I was in the same house and school system from K through 12 as they say, so I knew my fellow students and had several good friends.  Then, in college, I had a consistent roommate for all four years‒a most excellent one, I may say‒and another core group of friends.

Then, of course, I got married.  That entailed a bit of a rift with my own family‒I won’t get into that cluster fuck, because no one comes out looking good‒but also became a welcomed part of my then-wife’s family.  Unfortunately, with respect to my prior friends, when I’m away from people I have serious trouble maintaining ties‒this is apparently related to autism, but I’ve always just felt ashamed of it but incapable of doing otherwise.

Then of course I went to med school and residency and lived with my wife, and eventually we had kids, and that was wonderful‒they are wonderful‒but then my injury and chronic pain happened, and I guess my underlying ASD didn’t help me deal with that.

Then I got separated and then got divorced**.  And then I made the foolish (however well-intended they were, which they were) choices that led to me being a guest of the Florida DOC for 3 years (minus gain time).

Gradually, more and more, I have been alone by myself, and I am not good at taking care of myself***.  It’s odd; I used to be pretty good at taking care of other people, though I don’t think I have that will anymore, but I’ve never been good at taking care of myself.

And when, over time, everyone you care about goes away, consistently, then whatever your priors were, your Bayesian assessment of probabilities almost has to lead you to a high credence that you are a big part of the problem.

And by “you” I mean, of course, me.


*For instance, at the musket festival at Greenfield Village in Dearborn, Michigan…an immensely cool place, by the way.  Greenfield Village, I mean.  I don’t really know anything about the rest of Dearborn, but I expect it’s fine.

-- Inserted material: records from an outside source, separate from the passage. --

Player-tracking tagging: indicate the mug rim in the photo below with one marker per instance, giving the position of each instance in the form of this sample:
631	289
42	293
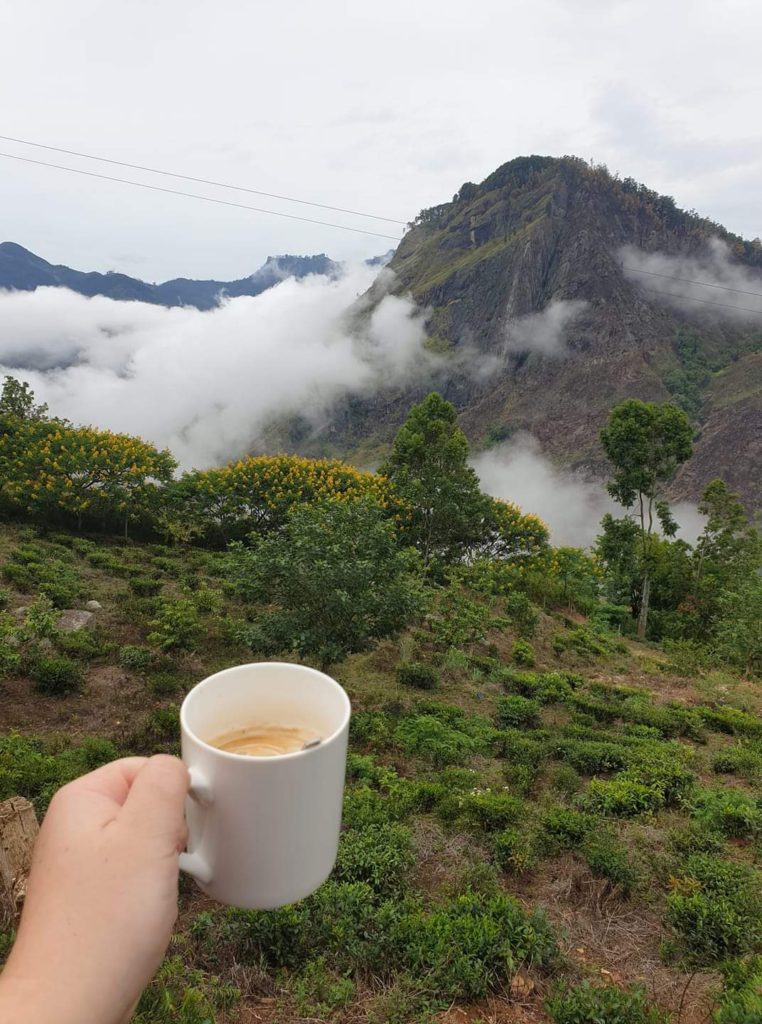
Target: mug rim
270	758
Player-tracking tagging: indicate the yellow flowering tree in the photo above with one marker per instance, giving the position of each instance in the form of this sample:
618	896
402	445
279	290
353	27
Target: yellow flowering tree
255	495
51	468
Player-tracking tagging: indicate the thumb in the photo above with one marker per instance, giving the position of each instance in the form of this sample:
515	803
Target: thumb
155	804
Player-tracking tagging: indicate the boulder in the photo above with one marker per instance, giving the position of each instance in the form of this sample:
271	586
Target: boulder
74	620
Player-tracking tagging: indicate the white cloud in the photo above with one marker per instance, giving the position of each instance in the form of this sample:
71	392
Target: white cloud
570	504
544	332
206	384
708	284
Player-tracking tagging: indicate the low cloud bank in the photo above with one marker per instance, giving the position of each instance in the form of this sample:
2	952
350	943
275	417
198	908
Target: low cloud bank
572	505
207	384
709	284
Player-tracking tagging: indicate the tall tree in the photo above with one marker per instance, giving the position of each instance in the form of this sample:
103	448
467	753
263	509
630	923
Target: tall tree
428	466
645	443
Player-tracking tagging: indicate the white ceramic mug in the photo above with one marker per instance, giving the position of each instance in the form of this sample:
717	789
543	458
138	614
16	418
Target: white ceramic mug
263	830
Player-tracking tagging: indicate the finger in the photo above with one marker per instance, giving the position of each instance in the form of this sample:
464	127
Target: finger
157	799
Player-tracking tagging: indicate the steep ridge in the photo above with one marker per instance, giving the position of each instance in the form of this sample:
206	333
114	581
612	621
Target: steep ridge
545	236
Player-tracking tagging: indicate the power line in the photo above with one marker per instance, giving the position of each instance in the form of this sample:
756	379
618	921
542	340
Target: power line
201	181
688	281
709	302
204	199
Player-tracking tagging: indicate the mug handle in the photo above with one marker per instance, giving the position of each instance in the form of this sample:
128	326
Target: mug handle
193	863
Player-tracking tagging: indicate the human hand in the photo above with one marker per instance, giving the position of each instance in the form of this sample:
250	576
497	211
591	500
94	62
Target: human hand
101	897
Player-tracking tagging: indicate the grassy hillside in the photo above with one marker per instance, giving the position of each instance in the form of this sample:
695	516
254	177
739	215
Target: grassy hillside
546	808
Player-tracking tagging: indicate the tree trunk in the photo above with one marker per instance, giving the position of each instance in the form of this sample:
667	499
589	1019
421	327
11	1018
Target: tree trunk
644	600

**I deliberately put this in the passive voice, because it wasn’t my idea.  I think I would never have sought a divorce‒it’s not really in my nature‒but I wasn’t going to try to coerce someone who didn’t want to be around me to stay around me, despite oaths freely given and all that.  I could never blame someone for finding my company objectionable.

***As for what “self” actually means, I’m using it here informally, just as a general reference to the person writing this blog and about whom it is being written.  There are no deeper metaphysical meanings; you can infer them if you wish, but that doesn’t mean they were implied.

“I’m falling down the spiral, destination unknown”

Well, it’s Friday morning, and I’m still fasting.  I’m also, once again, writing this post on my smartphone.  It is so hard not to take the easiest, lowest “action” route at any given time in any given moment, such as when leaving the office to go back to the house.  I guess I shouldn’t be too surprised by that; it’s what the laws of nature themselves do at every time in every place, following the “path” with the least local action.

That is local though.  Nature doesn’t necessarily come out with the most straightforward long-term pathway for things.  That would require it to see ahead, to be able to act at a distance, in a more literal and broad sense than even just the collapse of the wave-function*.  And so, likewise, for instance (please forgive me for being very loose with my analogies) I leave the mini lapcom at the office even though I will regret having done so the next morning.

And so, also, I will snack on and just eat unhealthy foods in too-great amounts, even though I will regret it later, and despite prior experience.  That prior experience can only change my action when its negative effect applies strongly enough in the moment of temptation.  But alas, it’s difficult to get to that point.

If I were somehow to get sick to my stomach‒or, well, even just nauseated‒every time I ate anything but the healthiest food, I would probably rather quickly stop desiring a lot of foods, because nausea is a very strong internal signal that leads to longer-term aversion in the human nervous system, a fact shaped by evolution to prevent someone from eating poisonous or infectious foods more than once (ideally).

Anyway…

I’m tolerating my fast so far with minimal trouble, which doesn’t surprise me.  Indeed, by the end of work yesterday, I felt very upbeat, at least physically.  I wouldn’t go so far as to say I was euphoric, but it was a feeling in the same genus, if not the same species.

However, I did not sleep well last night, even for me, which surprised me a bit.  I honestly expected I would probably feel sleepier than usual, just as a matter of energy conservation.  Of course, that would fly in the face of my own reasoning about the extra alertness and motivation engendered by food deprivation, at least up to a point.  So I should not be surprised, and if I am, that’s a sign of my own relative lack of thorough and rigorous thinking about what was happening.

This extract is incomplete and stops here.